In our family, we have taken a couple of measures in order to get a handle on the runaway inflation of gift giving to each other. One thing is that we have taken up a collection among our own family members in order to give to another family with a need. I told my children that I would match their gift. The other thing we have done is to draw names so that each family member only gives gifts to one other family member. In order to facilitate this, each member is asked to provide a GWL, a “Gift Wish List” so that the person who happens to draw their name has some hints for purchases. Perhaps there are other families who do the same. If that is the case, I wonder what would happen if on the GWL someone included the word “forgiveness”?

The last time I spoke on the subject of forgiveness, one of the men of the church came to me and told me his story. To the best of my ability, I’d like to share it with you.

    Bill worked successfully many years as an insurance salesman. In part, the reason for his success was due to the fact that he was always careful to sell policies to people who needed them, thus securing their loyalty and a high rate of renewals in annual contracts. The company Bill worked for rewarded renewals handsomely, so not only did he continue to receive commissions on all of these policies, but if the number of renewals reached a certain percentage, he received a very substantial bonus at year's end. Thus Bill was able to provide well for his family.

    Then one day a relatively new colleague, we'll call him Bob, came to Bill and ask if he would help him by sharing the servicing of some of his customers. Being a gracious man, and willing to share his success, Bill agreed, and a number of clients were provided as shared accounts.
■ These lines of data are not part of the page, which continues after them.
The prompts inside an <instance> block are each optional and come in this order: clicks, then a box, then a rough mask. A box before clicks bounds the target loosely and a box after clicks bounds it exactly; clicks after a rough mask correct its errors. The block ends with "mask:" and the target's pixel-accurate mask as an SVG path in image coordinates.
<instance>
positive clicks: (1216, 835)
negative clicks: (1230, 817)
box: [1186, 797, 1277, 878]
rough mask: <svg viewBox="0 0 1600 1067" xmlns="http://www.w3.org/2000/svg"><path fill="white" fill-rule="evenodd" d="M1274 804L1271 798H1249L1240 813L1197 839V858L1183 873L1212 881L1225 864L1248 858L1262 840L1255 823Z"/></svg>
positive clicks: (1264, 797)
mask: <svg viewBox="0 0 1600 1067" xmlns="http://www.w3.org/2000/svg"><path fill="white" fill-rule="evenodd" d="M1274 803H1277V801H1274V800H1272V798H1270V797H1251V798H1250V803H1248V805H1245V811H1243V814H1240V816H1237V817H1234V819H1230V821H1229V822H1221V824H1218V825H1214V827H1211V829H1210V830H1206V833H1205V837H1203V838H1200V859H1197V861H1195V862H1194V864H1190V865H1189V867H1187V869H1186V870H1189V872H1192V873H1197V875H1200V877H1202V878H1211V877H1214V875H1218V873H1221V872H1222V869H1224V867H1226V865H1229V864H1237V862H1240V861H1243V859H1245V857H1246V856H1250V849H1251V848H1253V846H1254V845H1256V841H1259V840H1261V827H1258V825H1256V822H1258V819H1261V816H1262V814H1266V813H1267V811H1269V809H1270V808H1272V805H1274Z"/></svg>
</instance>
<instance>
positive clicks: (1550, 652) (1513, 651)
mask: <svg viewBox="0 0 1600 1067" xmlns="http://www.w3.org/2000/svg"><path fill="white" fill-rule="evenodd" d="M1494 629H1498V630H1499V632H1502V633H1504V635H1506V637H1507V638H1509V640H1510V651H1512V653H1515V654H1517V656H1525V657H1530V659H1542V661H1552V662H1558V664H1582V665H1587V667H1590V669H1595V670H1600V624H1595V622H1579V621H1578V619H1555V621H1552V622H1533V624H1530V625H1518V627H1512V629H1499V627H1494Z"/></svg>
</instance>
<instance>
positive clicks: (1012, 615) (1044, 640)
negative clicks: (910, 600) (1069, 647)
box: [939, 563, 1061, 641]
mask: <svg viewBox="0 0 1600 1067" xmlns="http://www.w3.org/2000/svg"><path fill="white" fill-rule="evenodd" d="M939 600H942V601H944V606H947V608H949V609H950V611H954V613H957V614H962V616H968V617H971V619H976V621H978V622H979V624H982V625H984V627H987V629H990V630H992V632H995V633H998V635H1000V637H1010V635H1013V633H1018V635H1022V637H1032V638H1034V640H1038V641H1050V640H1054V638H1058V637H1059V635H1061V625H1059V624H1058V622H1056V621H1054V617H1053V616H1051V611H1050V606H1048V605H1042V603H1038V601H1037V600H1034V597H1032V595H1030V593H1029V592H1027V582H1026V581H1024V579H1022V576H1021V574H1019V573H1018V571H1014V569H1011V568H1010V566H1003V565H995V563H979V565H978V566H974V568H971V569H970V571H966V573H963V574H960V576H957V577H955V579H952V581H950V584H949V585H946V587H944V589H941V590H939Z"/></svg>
    However, it turned out that Bob had other designs. At the end of the each customer's policy year, Bob would go to them and sell them a little larger policy, and thus it would be taken out of the "shared policy" column and placed in his own commission column. This went on for two years. So not only was Bill defrauded out of his regular commissions for these customers, but when it came time for the year-end bonuses to be handed out, he did not have enough renewed contracts to reach the percentage needed for the bonus. For him, this meant a loss of thousands of dollars.

    Not long after realizing what was happening, Bill went to see Bob. He confronted him with what he knew, and then said, "I will no longer be in partnership with you, and furthermore, I will never speak to you again." With that, he turned around and walked out of Bob's office.

    For two years Bill kept his promise. Whenever Bob happened to pass by, Bill would divert his eyes and walk right past. A couple of times when Bob seemed to be approaching, Bill turned and walked away.

    But then one day Bill decided he couldn't bear the guilt any longer, for even though he was a Christian, he was no longer able to repeat the Lord's Prayer - the words "forgive us as we forgive those who have sinned against us" stuck in his throat. So he went to see Bob again. This time he looked his former partner in the eye and said, "Bob, I forgive you for what you did, and I want to ask you to forgive me for the anger I have held in my heart these past two years."

    Bob said, "What? You want me to forgive you? But you didn't do anything, I was the one in the wrong."

    Bill replied, "No, you see in my faith we are taught to forgive those who do us harm, and for these two years I was not willing to do that, and that's why I'm asking for your forgiveness."

    Bob still had trouble understanding, but when Bill turned to leave, it was as though a huge, heavy weight had dropped off his shoulders and he determined right then and there that with God's help, he would never again hold unforgiveness in his heart.

So this Christmas, among all the giving and receiving going on, our prayer is that forgiveness will be among the gifts given and received. Forgiveness may turn out to be the largest present you will give or receive.

At the same time, please remember that there is available to you a similar Christmas present coming from the Lord Himself. He holds out to you today this gift, the gift of God’s forgiveness, a gift that will take you through eternity in the very presence of God.